Sementara itu, CEO PT Masagenah Group, Widya Hana Sofia, merupakan UMKM yang giat mengelola limbah sawit menjadi produk bernilai tambah yang juga diekspor.
Dia telah membangun kesadaran petani kelapa sawit untuk mengumpulkan limbah berupa pelepah kelapa sawit untuk dijadikan barang bernilai ekonomi.
Kesadaran kolektif masyarakat menjadi penggerak keberhasilan usaha yang dijalankan Widya bersama desa-desa yang bergabung dan menjalin kerja sama dengan BUMDes.
Kisah yang dibagikan CEO PT Diva Prima Cemerlang, Dewi Harlasyanti, pun tak kalah menarik. Dia telah memanfaatkan limbah rambut manusia menjadi produk bulu mata. Ketika memulai bisnisnya, Dewi melakukan riset tentang potensi pasar bulu mata, dan nyatanya Indonesia adalah pemasok bulu mata terbesar dunia.
Keseimbangan waktu bersama keluarga menjadi pertimbangan Dewi saat menjajaki bisnis bulu mata kepada sejumlah ibu-ibu yang bermukim di Purbalingga.
Waktu yang fleksibel menjadi daya tarik bagi ratusan perempuan untuk bergabung dalam kegiatan memproduksi bulu mata alami buatan Diva Prima Cemerlang.
“Kami memberdayakan para perempuan, 90 persen pekerja perempuan, untuk mengerjakannya di rumah masing-masing atau di lokasi yang disiapkan sebagai workshop atau tempat produksi bersama. Mereka memiliki pilihan sesuai dengan kondisi keluarga dan tidak mengorbankan tugas utama sebagai istri ataupun ibu rumahtangga,” kata Dewi.

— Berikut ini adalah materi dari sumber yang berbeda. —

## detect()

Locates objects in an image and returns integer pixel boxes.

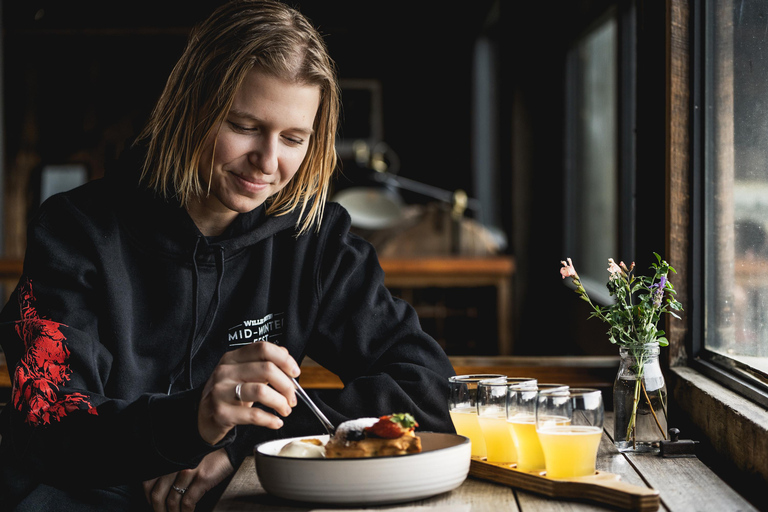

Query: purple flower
[651,276,667,308]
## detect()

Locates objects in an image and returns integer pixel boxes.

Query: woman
[0,0,453,510]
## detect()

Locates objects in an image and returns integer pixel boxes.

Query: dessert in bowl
[254,418,471,505]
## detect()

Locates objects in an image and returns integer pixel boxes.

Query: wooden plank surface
[215,413,757,512]
[603,415,757,512]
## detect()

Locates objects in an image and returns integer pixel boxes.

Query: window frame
[688,0,768,408]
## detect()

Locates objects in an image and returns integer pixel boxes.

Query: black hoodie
[0,149,453,508]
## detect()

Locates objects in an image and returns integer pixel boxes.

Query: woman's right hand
[197,341,300,444]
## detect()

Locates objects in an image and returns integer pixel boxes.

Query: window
[565,13,620,304]
[694,0,768,405]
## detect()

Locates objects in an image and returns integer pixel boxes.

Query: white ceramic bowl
[254,432,471,505]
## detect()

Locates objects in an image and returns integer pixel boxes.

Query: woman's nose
[248,137,278,174]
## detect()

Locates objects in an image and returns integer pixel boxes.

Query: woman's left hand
[143,448,234,512]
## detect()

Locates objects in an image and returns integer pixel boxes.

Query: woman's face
[195,69,320,235]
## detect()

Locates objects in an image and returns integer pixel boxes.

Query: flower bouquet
[560,253,683,451]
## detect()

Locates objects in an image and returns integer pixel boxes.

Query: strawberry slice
[365,412,419,439]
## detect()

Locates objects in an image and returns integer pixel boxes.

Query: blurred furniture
[380,256,515,355]
[299,356,619,393]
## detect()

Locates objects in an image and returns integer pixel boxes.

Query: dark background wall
[2,0,644,354]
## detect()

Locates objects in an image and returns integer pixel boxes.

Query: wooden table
[214,414,757,512]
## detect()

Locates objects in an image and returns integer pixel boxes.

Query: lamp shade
[331,187,403,229]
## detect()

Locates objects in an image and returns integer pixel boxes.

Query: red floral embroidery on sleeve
[12,279,98,426]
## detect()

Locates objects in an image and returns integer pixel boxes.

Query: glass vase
[613,343,667,452]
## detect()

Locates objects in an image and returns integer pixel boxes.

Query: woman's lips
[232,173,270,192]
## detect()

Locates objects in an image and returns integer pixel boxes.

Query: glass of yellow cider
[477,377,536,464]
[448,373,507,458]
[536,388,605,478]
[507,384,568,472]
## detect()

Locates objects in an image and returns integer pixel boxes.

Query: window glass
[566,16,620,300]
[704,0,768,375]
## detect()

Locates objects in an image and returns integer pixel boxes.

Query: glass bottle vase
[613,343,667,452]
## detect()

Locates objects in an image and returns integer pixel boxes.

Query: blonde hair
[138,0,340,233]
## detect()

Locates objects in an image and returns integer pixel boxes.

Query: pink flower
[608,258,624,277]
[560,258,579,279]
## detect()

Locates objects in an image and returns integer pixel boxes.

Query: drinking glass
[536,388,605,478]
[477,377,536,464]
[448,373,507,458]
[507,383,568,472]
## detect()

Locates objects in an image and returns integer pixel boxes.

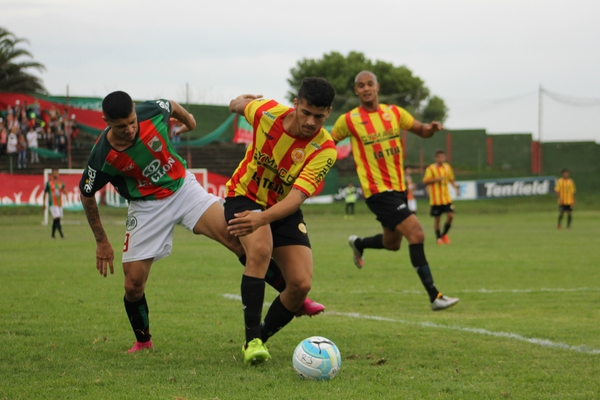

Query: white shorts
[407,199,417,212]
[122,172,219,262]
[50,206,63,219]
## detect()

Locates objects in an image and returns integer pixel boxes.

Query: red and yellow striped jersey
[44,179,65,207]
[423,163,454,206]
[227,99,337,208]
[554,178,575,206]
[331,104,415,198]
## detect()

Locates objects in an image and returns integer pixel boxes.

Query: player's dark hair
[297,78,335,108]
[102,90,133,120]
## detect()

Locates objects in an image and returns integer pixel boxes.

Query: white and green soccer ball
[292,336,342,381]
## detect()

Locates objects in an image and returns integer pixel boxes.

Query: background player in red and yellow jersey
[44,168,67,239]
[554,168,576,229]
[225,78,337,364]
[331,71,458,311]
[404,168,417,214]
[423,150,460,244]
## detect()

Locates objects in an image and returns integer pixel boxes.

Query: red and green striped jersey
[44,179,65,207]
[79,100,186,200]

CEO Palantaloom, perancang dan produsen songket yang berpusat di Batu Taba, Sumatra Barat, Trini Tambu menjelaskan pentingnya menciptakan keunikan dan pembeda yang berkualitas untuk meningkatkan daya saing produk di negara tujuan ekspor.

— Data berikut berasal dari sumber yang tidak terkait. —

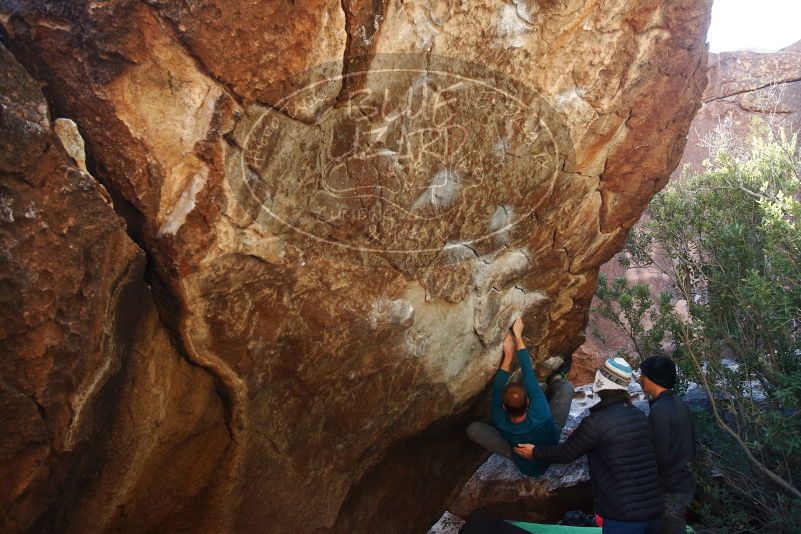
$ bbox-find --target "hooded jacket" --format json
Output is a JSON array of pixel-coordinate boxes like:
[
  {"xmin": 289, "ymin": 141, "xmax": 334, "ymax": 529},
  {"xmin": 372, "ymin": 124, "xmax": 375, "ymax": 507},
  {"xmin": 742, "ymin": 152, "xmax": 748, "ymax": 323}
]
[{"xmin": 534, "ymin": 399, "xmax": 664, "ymax": 522}]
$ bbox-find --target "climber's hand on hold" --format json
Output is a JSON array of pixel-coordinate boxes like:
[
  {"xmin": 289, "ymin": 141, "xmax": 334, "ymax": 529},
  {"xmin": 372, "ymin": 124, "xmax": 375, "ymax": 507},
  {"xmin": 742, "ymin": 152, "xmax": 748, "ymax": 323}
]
[
  {"xmin": 514, "ymin": 443, "xmax": 536, "ymax": 460},
  {"xmin": 512, "ymin": 317, "xmax": 523, "ymax": 337},
  {"xmin": 512, "ymin": 317, "xmax": 526, "ymax": 350}
]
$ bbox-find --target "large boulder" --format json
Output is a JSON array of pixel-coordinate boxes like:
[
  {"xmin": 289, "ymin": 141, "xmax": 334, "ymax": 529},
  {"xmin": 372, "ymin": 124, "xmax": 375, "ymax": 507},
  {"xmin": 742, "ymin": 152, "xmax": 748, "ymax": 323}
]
[
  {"xmin": 579, "ymin": 41, "xmax": 801, "ymax": 365},
  {"xmin": 0, "ymin": 0, "xmax": 711, "ymax": 532},
  {"xmin": 0, "ymin": 46, "xmax": 230, "ymax": 532}
]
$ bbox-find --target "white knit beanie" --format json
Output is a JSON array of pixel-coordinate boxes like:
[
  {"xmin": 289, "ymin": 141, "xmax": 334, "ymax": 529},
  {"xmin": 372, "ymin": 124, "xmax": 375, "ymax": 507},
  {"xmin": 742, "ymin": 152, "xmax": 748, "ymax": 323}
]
[{"xmin": 592, "ymin": 358, "xmax": 631, "ymax": 392}]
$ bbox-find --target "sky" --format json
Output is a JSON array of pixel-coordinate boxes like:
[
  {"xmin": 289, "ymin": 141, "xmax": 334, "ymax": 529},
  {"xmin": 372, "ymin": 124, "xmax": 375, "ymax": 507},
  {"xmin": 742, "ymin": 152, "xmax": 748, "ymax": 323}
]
[{"xmin": 707, "ymin": 0, "xmax": 801, "ymax": 52}]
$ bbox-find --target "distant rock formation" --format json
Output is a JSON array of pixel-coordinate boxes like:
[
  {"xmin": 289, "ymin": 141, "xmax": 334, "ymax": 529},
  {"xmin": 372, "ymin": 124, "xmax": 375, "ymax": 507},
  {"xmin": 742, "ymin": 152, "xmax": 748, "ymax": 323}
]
[
  {"xmin": 579, "ymin": 41, "xmax": 801, "ymax": 365},
  {"xmin": 0, "ymin": 0, "xmax": 711, "ymax": 533}
]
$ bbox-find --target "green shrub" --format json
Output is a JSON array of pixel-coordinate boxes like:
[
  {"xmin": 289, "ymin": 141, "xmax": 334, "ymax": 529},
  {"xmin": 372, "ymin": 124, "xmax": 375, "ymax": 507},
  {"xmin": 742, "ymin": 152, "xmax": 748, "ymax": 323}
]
[{"xmin": 595, "ymin": 129, "xmax": 801, "ymax": 533}]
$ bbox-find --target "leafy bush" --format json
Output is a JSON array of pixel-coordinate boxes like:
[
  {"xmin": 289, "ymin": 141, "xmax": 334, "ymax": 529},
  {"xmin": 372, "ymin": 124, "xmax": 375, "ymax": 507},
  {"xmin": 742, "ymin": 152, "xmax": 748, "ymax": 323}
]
[{"xmin": 595, "ymin": 127, "xmax": 801, "ymax": 532}]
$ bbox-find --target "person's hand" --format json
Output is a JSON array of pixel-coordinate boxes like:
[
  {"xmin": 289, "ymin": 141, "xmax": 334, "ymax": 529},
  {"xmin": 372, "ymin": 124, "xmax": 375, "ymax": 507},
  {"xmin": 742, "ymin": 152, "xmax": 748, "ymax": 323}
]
[
  {"xmin": 512, "ymin": 317, "xmax": 523, "ymax": 339},
  {"xmin": 513, "ymin": 443, "xmax": 536, "ymax": 460},
  {"xmin": 503, "ymin": 332, "xmax": 515, "ymax": 360}
]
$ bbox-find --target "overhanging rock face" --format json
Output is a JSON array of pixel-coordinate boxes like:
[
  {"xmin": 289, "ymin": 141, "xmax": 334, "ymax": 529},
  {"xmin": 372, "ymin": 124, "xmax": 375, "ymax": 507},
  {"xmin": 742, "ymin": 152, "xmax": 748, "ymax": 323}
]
[{"xmin": 0, "ymin": 0, "xmax": 710, "ymax": 532}]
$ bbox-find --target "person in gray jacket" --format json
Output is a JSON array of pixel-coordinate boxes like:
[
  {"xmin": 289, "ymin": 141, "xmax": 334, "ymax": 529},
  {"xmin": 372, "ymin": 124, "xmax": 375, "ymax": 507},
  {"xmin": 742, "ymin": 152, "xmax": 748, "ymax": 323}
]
[{"xmin": 640, "ymin": 356, "xmax": 695, "ymax": 534}]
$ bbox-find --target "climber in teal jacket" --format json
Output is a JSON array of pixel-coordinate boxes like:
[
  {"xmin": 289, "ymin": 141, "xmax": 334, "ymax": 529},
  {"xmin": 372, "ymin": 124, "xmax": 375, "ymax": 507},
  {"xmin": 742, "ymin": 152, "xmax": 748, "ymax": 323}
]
[{"xmin": 467, "ymin": 318, "xmax": 573, "ymax": 477}]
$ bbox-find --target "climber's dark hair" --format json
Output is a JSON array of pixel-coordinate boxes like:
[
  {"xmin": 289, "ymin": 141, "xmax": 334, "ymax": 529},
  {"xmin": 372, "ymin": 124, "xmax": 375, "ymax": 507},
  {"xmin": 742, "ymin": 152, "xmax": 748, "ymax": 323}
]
[{"xmin": 503, "ymin": 383, "xmax": 528, "ymax": 417}]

Trini yang berhasil mengantarkan tenun songket Palantaloom hingga menempati museum dunia ini mengedepankan prinsip pemberdayaan perempuan untuk melestarikan budaya dan seni Indonesia secara ramah lingkungan.
Dalam sesi mentorship khusus Women’s Leadership, Trini, membantu para pelaku UMKM yang berkonsultasi mengenai material yang digunakan dan strategi menjual tenun lokal. Dia mengungkapkan UMKM harus menjaga konsistensi dan kualitas dalam produksinya.
Para pembeli internasional akan menjadikan proses produksi yang berkelanjutan, misalnya melalui penggunaan benang pewarna alam dan teknologi ramah lingkungan, sebagai faktor yang turut menentukan pilihan mereka.
Direktur Eksekutif LPEI, Rijani Tirtoso, ikut menyampaikan, LPEI sebagai special mission vehicle Kementerian Keuangan selalu melakukan berbagai sinergi dan kolaborasi dalam menjalankan mandatnya untuk meningkatkan ekspor khususnya pada segmen UKM berorientasi ekspor.
Melalui pertemuan para UMKM berorientasi ekspor seperti perhelatan W20, Riyani berharap, LPEI bersama para pelaku usaha dan pemangku kepentingan lainnya akan proaktif membentuk ekosistem yang produktif dan menjaga keberlanjutan ekspor segmen UMKM.
“Dari segi dukungan finansial, LPEI membagikan informasi tentang pengelolaan keuangan termasuk akses pembiayaan, penjaminan, asuransi, dan jasa konsultasi yang dapat dimanfaatkan UMKM semakin mendunia,” ucapnya.